RICHMOND, Va. (WRIC) — It seems that now more than ever, kids have a lot on their plates. There are so many dealing with bullying, school stresses and problems at home, but a new program is helping without their families having to go far to find it.
Nine-year-old Erin Moore was getting picked on at school, and her confidence seriously took a hit.
“It’s hard to know where to turn,” says Erin’s grandma, Nancy Maxey.
She asked their family doctor where to get some help for Erin, and it ended up being right there in the same practice. To meet a growing need for pediatric mental health services, UMFS and Bon Secours are partnering up to provide clinicians in primary care offices at Laburnum Medical Center and St. Mary’s Hospital. They treat patients ages 5 to 17 who are experiencing depression, anxiety, grief, abuse or are contemplating suicide.
“We’re trying to intervene early and really provide the intervention that’s unique to that child’s and family’s situation,” explains Marcy Johnson, the UMFS Vice President of Programs.
“It’s a stitch in time saves nine approach to addressing those needs to adverse childhood experiences,” explains Robert Fortini, the Bon Secours Vice President of Clinical Services. “Certainly addressing those behavioral obstacles at 5-years of age or 6-years of age is the best way to do that.”

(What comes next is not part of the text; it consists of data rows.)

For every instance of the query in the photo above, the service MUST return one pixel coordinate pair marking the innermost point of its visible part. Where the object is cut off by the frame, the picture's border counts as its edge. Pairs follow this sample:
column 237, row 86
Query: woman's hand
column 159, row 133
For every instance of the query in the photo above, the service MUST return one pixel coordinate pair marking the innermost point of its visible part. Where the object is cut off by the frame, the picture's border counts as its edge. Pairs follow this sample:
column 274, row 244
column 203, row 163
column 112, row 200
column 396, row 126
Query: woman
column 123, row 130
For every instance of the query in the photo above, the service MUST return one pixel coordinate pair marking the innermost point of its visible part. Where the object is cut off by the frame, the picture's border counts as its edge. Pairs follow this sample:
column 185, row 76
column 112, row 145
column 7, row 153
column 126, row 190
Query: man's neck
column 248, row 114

Early traumas often lead to chronic illnesses or criminal behavior, according to a study by the CDC and Kaiser Health.
This program hopes to prevent problems down the road and give patients like Erin another resource in a doctor’s office where they are already comfortable.
“Having one right there has been a blessing,” Maxey says about this new mental health support within the practice.
Since starting this partnership, Bon Secours says there has been a drop in the number of emergency room visits, which cost a lot more than primary care appointments. The program is planning to expand to Hanover County in the next few months.